Δ: 0.2 mA or more for 1 to 5 pieces.

C: 0.2 mA or more for 6 or more.

Alternatively, the film was already cracked after falling.

(4) Heat embrittlement resistance The can which had been subjected to good deep drawing was heated and maintained at 210 ° C. for 5 minutes, and then subjected to the impact cracking resistance evaluation described in (3). It was less than 0.2 mA.

Δ: 0.2 mA or more for 1 to 5 pieces.

C: 0.2 mA or more for 6 or more.

Alternatively, after heating at 210 ° C. for 5 minutes, cracking of the film was already observed.

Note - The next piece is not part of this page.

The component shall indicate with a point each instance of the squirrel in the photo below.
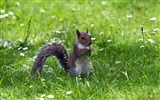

 Table 4 shows the above four types of evaluation results.

From the results shown in Table 4, the film of the example was found to have deep drawability,
It turns out that it is excellent in all of the impact cracking resistance and the heat resistance.

In addition, when the heating temperature of the tin-free steel was changed variously for the films of Comparative Examples 5 and 9, no area where the overall evaluation was good (で) was found even if the heating temperature was increased or decreased.

<Effect of the Invention> The polyester film for metal laminating and forming of the present invention can be subjected to can drawing after laminating with a metal plate, for example, in deep drawing to form a metal can. It has excellent impact resistance and heat resistance, and is extremely useful for metal containers.

[Brief description of the drawings]

Figure 1 is an example of a DSC chart, where A is melting point, B
Indicates a sub-peak temperature.

──────────────────────────────────────────────────続 き Continued on the front page (51) Int.Cl. ⁶ Identification code Agency reference number FI Technical indication C08L 67:02 (72) Inventor Yoji Murakami 3-37-19 Koyama, Sagamihara City, Kanagawa Prefecture Teijin Limited Sagamihara Research Center (56) References JP-A-3-87249 (JP, A)

Claims (1)

(57) [Claims] An average particle diameter of 2.5 μm or less, a relative standard deviation of 0.3 or less, and a particle diameter ratio (major axis / minor axis) of 1.0 to 1.
2, which comprises a copolymerized polyester having a melting point of 210 to 245 ° C. and a refractive index in the film thickness direction of 1.
505 to 1.545, the refractive index in the film plane direction is 1.61 to 1.66 in all directions, and the sub peak by DSC is 150
A polyester film for metal lamination molding, which is at a temperature of up to 205 ° C.